Identity management incorporates all the processes and policies that are related to the management of digital identities. It covers the holistic user account management lifecycle that spans from the creation and maintenance to the de-provision of user accounts. While the identity management research area has evolved significantly over the past years, the most dominant identity management models are the Isolated (or Silo) Model, the Central Model, the User-Centric Model and the Federated Model, while there are also several technologies which are leveraged such as OAuth 2.0, OpenID Connect and SAML 2.0. Within the context of XMANAI, the approach of a single core identity provider of the platform that undertakes the operations related to the registration, verification and authentication of all the users of the platform has been adopted. This single core identity provider based on the Isolated Model classifies the users of the platform under the concept of the organizations where each user belongs to a single and unique organization following a robust organization registration process as well as a user invitation process.

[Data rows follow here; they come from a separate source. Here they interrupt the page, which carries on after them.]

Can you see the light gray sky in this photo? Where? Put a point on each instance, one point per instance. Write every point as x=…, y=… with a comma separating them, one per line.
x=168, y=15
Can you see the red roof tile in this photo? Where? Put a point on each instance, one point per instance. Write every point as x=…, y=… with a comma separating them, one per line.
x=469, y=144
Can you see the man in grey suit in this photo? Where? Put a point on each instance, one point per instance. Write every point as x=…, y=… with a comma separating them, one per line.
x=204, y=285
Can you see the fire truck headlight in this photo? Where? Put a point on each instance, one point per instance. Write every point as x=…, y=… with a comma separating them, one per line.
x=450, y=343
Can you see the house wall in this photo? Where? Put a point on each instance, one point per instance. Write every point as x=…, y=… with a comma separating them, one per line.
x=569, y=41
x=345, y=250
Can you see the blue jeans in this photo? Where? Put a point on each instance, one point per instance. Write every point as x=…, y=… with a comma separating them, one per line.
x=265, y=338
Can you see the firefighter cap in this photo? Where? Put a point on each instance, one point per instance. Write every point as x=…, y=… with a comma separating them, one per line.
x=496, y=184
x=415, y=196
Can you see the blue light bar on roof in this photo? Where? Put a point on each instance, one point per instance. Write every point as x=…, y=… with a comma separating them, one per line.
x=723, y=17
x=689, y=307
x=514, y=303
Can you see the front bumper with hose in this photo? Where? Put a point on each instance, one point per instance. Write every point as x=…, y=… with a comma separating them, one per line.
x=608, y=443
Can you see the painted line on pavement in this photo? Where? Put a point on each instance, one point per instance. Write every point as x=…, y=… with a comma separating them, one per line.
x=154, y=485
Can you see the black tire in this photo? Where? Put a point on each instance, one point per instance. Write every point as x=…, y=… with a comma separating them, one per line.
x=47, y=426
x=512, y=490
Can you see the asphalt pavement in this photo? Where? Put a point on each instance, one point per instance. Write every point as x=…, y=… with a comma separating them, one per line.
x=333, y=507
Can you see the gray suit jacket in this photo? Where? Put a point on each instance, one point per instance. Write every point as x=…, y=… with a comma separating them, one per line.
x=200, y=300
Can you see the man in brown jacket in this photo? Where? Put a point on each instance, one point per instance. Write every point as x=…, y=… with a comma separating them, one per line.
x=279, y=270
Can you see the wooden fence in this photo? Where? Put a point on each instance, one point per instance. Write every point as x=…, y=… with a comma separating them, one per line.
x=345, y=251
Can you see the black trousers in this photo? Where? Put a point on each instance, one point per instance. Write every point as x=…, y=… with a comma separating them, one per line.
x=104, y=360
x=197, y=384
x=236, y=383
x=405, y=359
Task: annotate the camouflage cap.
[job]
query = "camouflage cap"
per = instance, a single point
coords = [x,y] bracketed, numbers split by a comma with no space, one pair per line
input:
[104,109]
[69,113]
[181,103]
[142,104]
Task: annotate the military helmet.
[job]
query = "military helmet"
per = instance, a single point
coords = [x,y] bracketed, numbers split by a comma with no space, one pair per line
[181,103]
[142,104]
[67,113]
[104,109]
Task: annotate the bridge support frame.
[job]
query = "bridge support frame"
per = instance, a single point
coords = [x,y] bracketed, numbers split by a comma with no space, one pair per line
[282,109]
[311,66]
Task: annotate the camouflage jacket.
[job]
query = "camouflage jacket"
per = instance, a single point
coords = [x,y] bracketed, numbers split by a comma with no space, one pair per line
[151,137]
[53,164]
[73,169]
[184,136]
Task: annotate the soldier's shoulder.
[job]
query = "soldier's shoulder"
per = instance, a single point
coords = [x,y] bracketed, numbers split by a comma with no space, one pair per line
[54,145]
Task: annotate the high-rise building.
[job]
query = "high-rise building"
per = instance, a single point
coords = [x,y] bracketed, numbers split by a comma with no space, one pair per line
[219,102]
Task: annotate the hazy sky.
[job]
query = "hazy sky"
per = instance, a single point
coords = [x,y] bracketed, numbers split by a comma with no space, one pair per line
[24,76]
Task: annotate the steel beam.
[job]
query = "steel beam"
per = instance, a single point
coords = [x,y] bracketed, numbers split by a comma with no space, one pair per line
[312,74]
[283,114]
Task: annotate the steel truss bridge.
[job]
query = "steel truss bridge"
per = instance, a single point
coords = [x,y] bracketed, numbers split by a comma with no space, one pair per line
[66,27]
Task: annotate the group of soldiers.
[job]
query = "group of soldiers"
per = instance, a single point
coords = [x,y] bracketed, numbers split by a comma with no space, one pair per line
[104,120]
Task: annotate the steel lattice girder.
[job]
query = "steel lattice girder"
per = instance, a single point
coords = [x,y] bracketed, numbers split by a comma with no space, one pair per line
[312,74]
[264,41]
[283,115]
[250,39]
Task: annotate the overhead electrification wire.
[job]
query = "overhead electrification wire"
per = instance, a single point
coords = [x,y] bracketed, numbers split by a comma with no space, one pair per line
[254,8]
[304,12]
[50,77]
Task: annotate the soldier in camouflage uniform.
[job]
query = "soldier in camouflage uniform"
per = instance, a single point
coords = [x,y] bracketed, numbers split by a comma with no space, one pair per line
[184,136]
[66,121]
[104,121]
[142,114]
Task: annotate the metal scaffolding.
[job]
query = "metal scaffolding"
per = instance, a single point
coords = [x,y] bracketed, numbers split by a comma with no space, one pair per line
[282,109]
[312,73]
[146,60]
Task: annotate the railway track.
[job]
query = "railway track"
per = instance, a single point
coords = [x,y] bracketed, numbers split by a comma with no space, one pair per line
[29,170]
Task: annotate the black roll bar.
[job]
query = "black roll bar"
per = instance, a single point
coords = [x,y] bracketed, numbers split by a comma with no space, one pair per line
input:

Accountability management refers to the accountability of the data provenance and data management lifecycle as several stakeholders, such as the service providers, the data consumers, and data providers, are involved. It covers how information is managed, how any action is verified, and how any discrepancies between the occurred actions and the expected actions are remedied with proper explanation and verification. In this sense, accountability management is considered an important prerequisite for the increase of trust of any ICT platform. The appropriate accountability lifecycle includes the policy planning, sense and trace, logging and safe-keeping of logs, the reporting and replaying, the auditing and finally the optimization and rectification. Within the context of XMANAI, a mechanism that enables the determination of the complete lineage back to the creation of the data has been adopted. It includes also the tracking of the transformation or integration of original data into processed data or new datasets to create transparency with respect to data usage, data manipulation, underlying manipulation methods and access privilege towards the comprehension of the provenance of given data.
The designed XMANAI holistic approach addresses the identified requirements of the industrial data management operations by covering the described different aspects of security and privacy. Nevertheless, as the project evolves several optimizations and enhancements are foreseen based on the feedback that will be collected by the XMANAI stakeholders in the course of the project’s completion.